The Hammond organ is a truely great instrument with a haunting, sweet and very distinctive sound, precisely because it has a really unusual approach to tone generation. Consider yourself happy to have one!

But this unusual tone generation means, obviously, that you can hardly create sounds that "work" physically completely different. In the Hammond organ, very little sound comes from each tonewheel, the final sound is a result of the way the various partials blend together through the drawbars and the further signal-forming through tube amplification, possibly Leslie speaker etc.

Quite a contrast, in "piano-like" instruments pretty much all the sound comes from the strings / initial oscillators. There is still quite some shaping through the instrument's body etc., but that's in principle just passive linear filtering, works almost independently for each string. As a result, you can reasonably well simulate a piano by recording each string separately and playing it back on demand. Old cheap keyboards used to do this very poorly, but newer models have so many dynamically staged samples, clever selection etc. that you get pretty close to a real acoustic piano. These wavetable-based keyboards OTOH are very bad at Hammond organ sounds – it just doesn't work this way, but requires a dedicated simulation of the organ's inner workings. Not a concern for you since you have a real Hammond, but it shows how important it is to have a suitable setup to simulate an instrument with another one.

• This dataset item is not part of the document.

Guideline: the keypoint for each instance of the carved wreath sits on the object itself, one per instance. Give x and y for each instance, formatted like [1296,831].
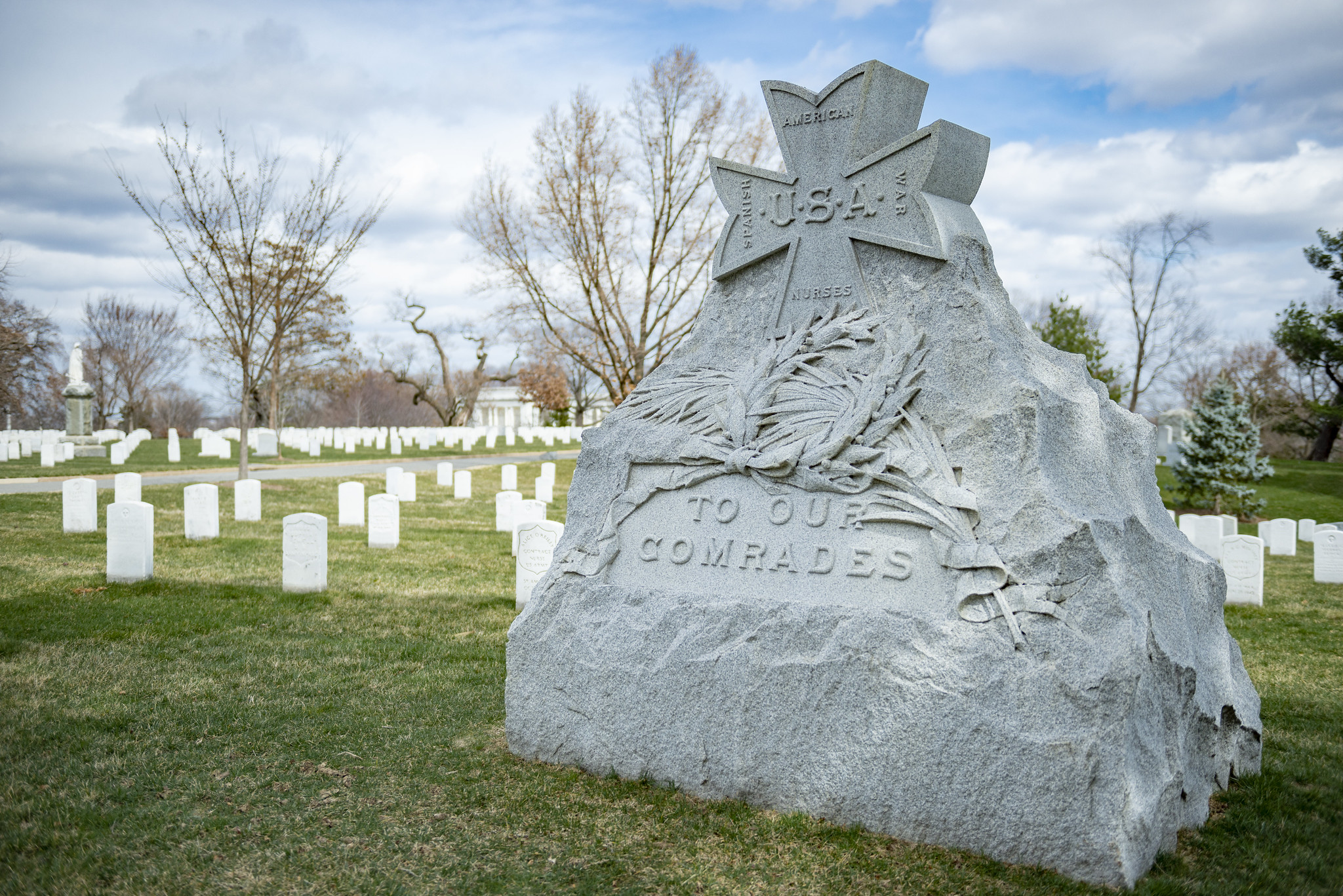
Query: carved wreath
[799,416]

To get a piano sound, get a piano! Best is an acoustic grand, but that may well be too expensive / space-consuming... There are plenty of digital home piano models available, ranging from cheap and bad to play (but still not necessarily bad sounding, nowadays) to high-end, which will approximate an acoustic one very well (but still not perfectly).


I don't believe you will be able to. The sound is indeed a piano and it's virtually impossible to get a piano sound from an organ.Even with a keyboard the piano sound isn't too realistic, as the way the sound is produced is artificial. A really good up to date keyboard will go to something close.

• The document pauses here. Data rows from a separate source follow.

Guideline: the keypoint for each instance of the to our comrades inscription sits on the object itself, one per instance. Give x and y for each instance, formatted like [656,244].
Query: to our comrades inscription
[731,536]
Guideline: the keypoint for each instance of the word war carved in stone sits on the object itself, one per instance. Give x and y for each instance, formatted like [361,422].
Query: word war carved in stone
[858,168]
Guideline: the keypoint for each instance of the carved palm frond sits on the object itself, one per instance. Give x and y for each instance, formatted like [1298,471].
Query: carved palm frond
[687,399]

You can't. The unique sound that comes from a Hammond is in the speaker, and how it throws the sound around the room. If you were to take off the speaker panel from a Leslie cabinet, you would see a big wheel with slots cut out of it. When the organ is on, this wheel spins, and throws the sound around, which makes that pulsing sound. There is a setting on the organ where you can change the speed of the pulse, which just speeds or slows the spin of the wheel. In contrast, the sound texture of a piano is from the vibrations of the strings after being struck by the hammers, and is a completely different texture.

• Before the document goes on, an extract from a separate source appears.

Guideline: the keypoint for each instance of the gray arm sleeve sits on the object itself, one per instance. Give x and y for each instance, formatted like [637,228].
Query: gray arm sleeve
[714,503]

EDIT: Disregard my answer and read the replies to it. I was mistaken.

  • 2
    While the Leslie cabinet makes up quite a big part of the "classic" Hammond sound, it's still just one part of it. You will still recognize a Hammond without a rotary cab (e.g. Brian Auger doesn't use one). In fact, "Laurens Hammond in particular was not impressed with Leslie's attempt to better his own organ design"! Similarly, you can microphone a grand piano and send the signal through a Leslie cabinet, it will still be a piano sound. — I think you might be confusing it with the tonewheels. Commented Jul 23, 2013 at 21:12
  • The Leslie effect is not permanently turned on, it's switchable. So the rotary sound from a Hammond is not necessarily happening.As it is, the effect is used on some piano sounds (particularly Rhodes electric), but this in itself is not the reason a piano sound cannot be made by a Hammond.